@thestarsarelaughing first of all thank you i KNEW you would get me.
second of all!! i’m thinking about rincewind’s complaints about magic!!! the reasons why he says it doesn’t make sense, calls the system stupid - it reads to me like every time he complains about the way magic is done or taught, it’s because rincewind has this sort of instinctual awareness that discworld magic is a SOFT magic system, and so of course the way the other wizards treat it like a hard magic system makes no sense to him!!!
look at my linguistics nerd look at him of course it makes more sense to him as a soft system the irony of it all is that a soft system is what he’s wired for. screams.
and the thing is, according to the text, rincewind is RIGHT. even carding calls the wizard levels fake!! they’re just a rationing system!! the problem with the whole system as is is the way it’s treated as this concrete thing, when really it isn’t.
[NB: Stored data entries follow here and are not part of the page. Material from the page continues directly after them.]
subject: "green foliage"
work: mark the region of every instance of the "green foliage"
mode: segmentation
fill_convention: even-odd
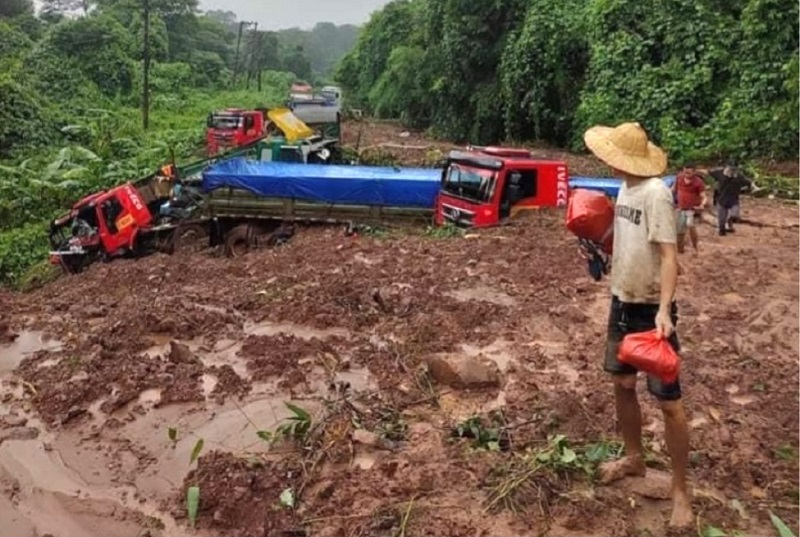
[[[27,224],[0,231],[0,285],[16,285],[28,267],[45,259],[47,252],[47,227],[44,224]]]
[[[473,143],[582,149],[636,120],[676,160],[794,158],[798,6],[779,0],[395,0],[337,80],[382,117]]]
[[[433,239],[452,239],[464,236],[464,229],[446,222],[443,226],[429,226],[425,229],[425,235]]]
[[[786,523],[778,518],[772,511],[769,513],[769,519],[772,525],[778,530],[779,537],[796,537],[794,532],[786,525]]]
[[[277,442],[278,440],[289,440],[292,442],[297,442],[298,444],[304,444],[308,439],[308,435],[311,432],[311,426],[313,425],[313,418],[311,414],[308,413],[303,408],[300,408],[297,405],[292,403],[286,402],[284,403],[286,408],[289,409],[291,412],[291,416],[286,418],[284,423],[280,424],[276,429],[275,432],[271,431],[256,431],[256,436],[258,436],[264,442],[272,445],[273,443]]]
[[[501,424],[485,425],[480,416],[472,416],[456,425],[453,435],[456,438],[471,438],[474,449],[500,451],[502,432]]]
[[[55,118],[24,86],[0,75],[0,158],[19,146],[37,147],[55,134]]]
[[[33,13],[31,0],[3,0],[0,2],[0,19],[11,19]]]
[[[281,424],[275,429],[276,438],[285,438],[287,440],[294,440],[300,444],[304,443],[311,432],[311,424],[313,422],[311,414],[305,409],[300,408],[292,403],[284,403],[292,415],[286,419],[286,423]]]
[[[597,465],[620,450],[620,446],[608,443],[573,446],[564,435],[551,436],[545,446],[515,455],[510,463],[494,470],[495,484],[489,493],[487,510],[503,506],[516,511],[522,495],[541,490],[540,485],[551,491],[555,489],[554,476],[592,479]]]
[[[42,47],[55,57],[80,58],[75,65],[107,96],[129,93],[133,87],[135,40],[109,16],[81,17],[55,25]]]
[[[203,444],[205,444],[205,441],[202,438],[199,438],[197,442],[195,442],[192,453],[189,455],[189,464],[192,464],[200,456],[200,453],[203,451]]]
[[[189,525],[194,528],[197,522],[197,510],[200,507],[200,487],[193,486],[186,489],[186,515]]]

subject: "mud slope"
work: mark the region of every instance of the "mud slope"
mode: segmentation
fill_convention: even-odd
[[[681,258],[679,330],[698,528],[771,535],[770,511],[797,530],[797,213],[746,210],[770,226]],[[649,476],[592,482],[618,449],[608,293],[575,246],[548,213],[315,228],[0,295],[0,536],[664,534],[644,390]]]

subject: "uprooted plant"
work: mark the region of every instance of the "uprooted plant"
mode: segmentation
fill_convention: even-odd
[[[472,447],[485,451],[507,451],[509,430],[502,412],[492,412],[488,419],[472,416],[456,425],[451,436],[472,439]]]
[[[571,446],[564,435],[551,436],[544,447],[515,454],[496,470],[486,509],[503,507],[516,513],[535,504],[546,515],[550,496],[569,489],[572,476],[593,479],[598,464],[620,449],[608,442]]]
and like. soft systems can be SO useful. language is a soft system and it is incredibly useful!! but. i don’t know. something about the difference between utilizing a medium for what it is, versus insisting that something is an infallible, irreproachable structure when really it isn’t.
and like,,,,,,, okay not to bring MORE characters into this (gee, rincewind, how come pratchett lets you have so many narrative foils/parallels?), but THAT’S the trymon v. rincewind fight!! like when it comes down to it, none of the wizards actually care what trymon is doing with the power he has, just that he has it, and therefore it’s just,,, an unimpeachable fact of their structure that trymon is in charge now and they’d better congratulate him. trymon who can’t cast the octavo, actually, not without turning himself into a portal for the dungeon dimensions. where like. rincewind doesn’t have an interest in all that. rincewind and rincewind alone isn’t going to congratulate trymon. and rincewind alone is capable of actually casting the octavo, properly, for real, and yes because at the end of the day i’m a tolkien nerd and therefore everything is about the linguistics, it’s worth looking at their respective relationships with linguistics as a soft system with regards with to their relationship to both magical and structural power. trymon, the representation of societal power, doesn’t value the soft system as a soft system. rincewind, his foil, the one outside of society, does, and doing so is one of his greatest strengths. and rincewind doesn’t succeed alone either, and i think that’s worth noting also, because like. using linguistics to represent that relationship to power - it’s a very interpersonal thing. something about the inherent lack of value for personhood that is inherent to success within the framework of gathering societal power. (the fact that rincewind does succeed because that IS an intrinsic value of his. that this is the thing that runs counter to being valued in wizard society.)
the lack of value for anything that can be produced by people anymore seen in the sourcery takeover.
the thing that’s been made load-bearing is a thing that a sufficiently powerful person believes in, and it’s being relied on over people.
i have lost the plot, but i am chewing on this.